Microsoft is going to continue to rule the corporate environment and will do quite well at it.  We use Google Apps at work and from personal experience, it has a shockingly long way to go to compete.  Google is going to continue to crush everyone in the cloud.  With their smarts and data center operations, we’re years from seeing a competitor.

But no one is even remotely close to Apple in the home.

It’s 2010.  All of our media is digital.  But managing our digital content is a huge pain in the ass.  It’s almost weird when you think about it.  Everyone wants digital media, but it’s such a convoluted confusing process with no good solution available.  And when there’s demand with no supply…

You may not realize it, but Apple has ALL the pieces of the puzzle.  They just need to put them all together.

My prediction is that Apple will announce a tablet of some sort tomorrow, probably with really innovative touch screen technology.  But that’s the small part.  The piece you’re missing is that the tablet will be connected to something much larger: a fully integrated digital media and home networking environment.

iTunes is the 800 pound gorilla for digital music, apps, movies, TV, and soon publishing.  Apple has the content distribution thing down pat, and have the best lawyers in the business to protect it. No problem there.

How do you want to watch it?  Apple sells the most beautiful display screens money can buy and patents for QuickTime.

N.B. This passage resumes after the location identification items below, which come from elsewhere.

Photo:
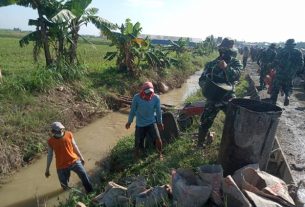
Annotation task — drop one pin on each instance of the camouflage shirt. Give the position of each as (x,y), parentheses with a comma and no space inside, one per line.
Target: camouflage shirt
(230,75)
(288,61)
(266,57)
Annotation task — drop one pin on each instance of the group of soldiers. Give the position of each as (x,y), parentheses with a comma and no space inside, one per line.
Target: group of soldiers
(283,65)
(226,69)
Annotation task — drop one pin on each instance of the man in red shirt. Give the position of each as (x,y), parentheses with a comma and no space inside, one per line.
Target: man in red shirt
(68,157)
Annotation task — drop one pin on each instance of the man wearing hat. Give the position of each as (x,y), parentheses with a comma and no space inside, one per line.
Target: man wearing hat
(265,61)
(147,109)
(68,157)
(288,61)
(225,69)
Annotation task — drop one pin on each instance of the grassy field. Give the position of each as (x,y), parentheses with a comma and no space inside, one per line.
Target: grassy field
(182,153)
(29,98)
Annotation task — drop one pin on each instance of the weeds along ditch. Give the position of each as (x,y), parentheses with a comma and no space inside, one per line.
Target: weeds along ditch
(181,153)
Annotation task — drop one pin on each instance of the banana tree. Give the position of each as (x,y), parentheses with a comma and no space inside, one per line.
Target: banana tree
(83,15)
(125,42)
(40,37)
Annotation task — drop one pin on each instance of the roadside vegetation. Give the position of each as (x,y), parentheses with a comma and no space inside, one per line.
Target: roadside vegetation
(182,153)
(33,94)
(57,74)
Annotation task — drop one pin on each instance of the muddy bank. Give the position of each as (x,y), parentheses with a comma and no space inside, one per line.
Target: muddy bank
(95,140)
(291,129)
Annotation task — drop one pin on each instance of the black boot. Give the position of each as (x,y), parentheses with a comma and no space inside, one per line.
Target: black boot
(202,133)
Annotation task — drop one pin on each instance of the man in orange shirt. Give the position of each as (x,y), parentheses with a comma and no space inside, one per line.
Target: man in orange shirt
(68,157)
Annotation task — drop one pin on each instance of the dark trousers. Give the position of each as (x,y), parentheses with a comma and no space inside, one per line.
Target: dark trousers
(78,168)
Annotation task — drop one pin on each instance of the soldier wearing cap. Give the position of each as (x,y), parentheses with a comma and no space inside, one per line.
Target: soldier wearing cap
(68,157)
(288,61)
(225,69)
(265,61)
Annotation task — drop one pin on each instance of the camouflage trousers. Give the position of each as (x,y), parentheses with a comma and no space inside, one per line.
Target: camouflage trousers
(211,110)
(262,74)
(277,85)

Next, consider the AirportExpress/AppleTV/TimeCapsule/MacMini family of small headless appliances sitting your LAN.  These devices are suddenly going to get very high priority.  The Mac Mini gets HDMI output and the price plummets.  Now you can stick one in the closet and put one next to each of your TV screens.  Remember, Apple was a pioneer of ad hoc networking with Bonjour and has built quite a few media sharing products (iTunes sharing, iPhoto sharing).  Each of these little Mac Minis will easily talk to one another and share media across the entire LAN.  And what better way to manage them than with a sleek tablet with Cover Flow?

The Tablet will run standalone OS X, sure, but the surprising killer app for it will be Apple Remote Desktop.  OS X has had built in VNC (Apple Remote Desktop) built into it for years, so all your existing computers can be controlled via the tablet.  Welcome home media server that actually works!

Synchronizing all this data?  Consider iPhone syncing with music/movies/contacts/bookmarks and MobileMe for syncing all your desktops.  No problem.

They’ve got Front Row, a gorgeous software interface for controlling your home media.  And Remote, an iPhone app for controlling your iTunes running over the network.  They’ve been practicing this stuff for years.

Throw in Snow Leopard, a major OS X release who’s sole purpose was to slim down and improve performance.  Weird when viewed by itself, but when you start coupling it with many little devices that need a tight version of OS X…

Oh, and I almost forgot: since every purchase in the iTunes Store links your Apple account with your credit card, Apple has more credit cards on file than any other company on the planet.  All ready to 1-click deliver content to your home.  Don’t want to pay for content?  That’s okay too.  Guess who just bought an ad network?

Tomorrow you will see Apple’s 10 year old digital media strategy finally unfold before your eyes.  It will all be so blindingly obvious that you can’t even believe you missed it.  It will actually be the most important thing Steve Jobs has ever done.

The new version of OS X is going to be announced.  It will be the backend that finally unifies all of Apple’s seemingly disparate products and technology: gorgeous displays, content distribution, content sharing, MobileMe, ad hoc networking, remote application control, QuickTime, advertising, payment processing.

And the Tablet becomes the one ring to rule them all.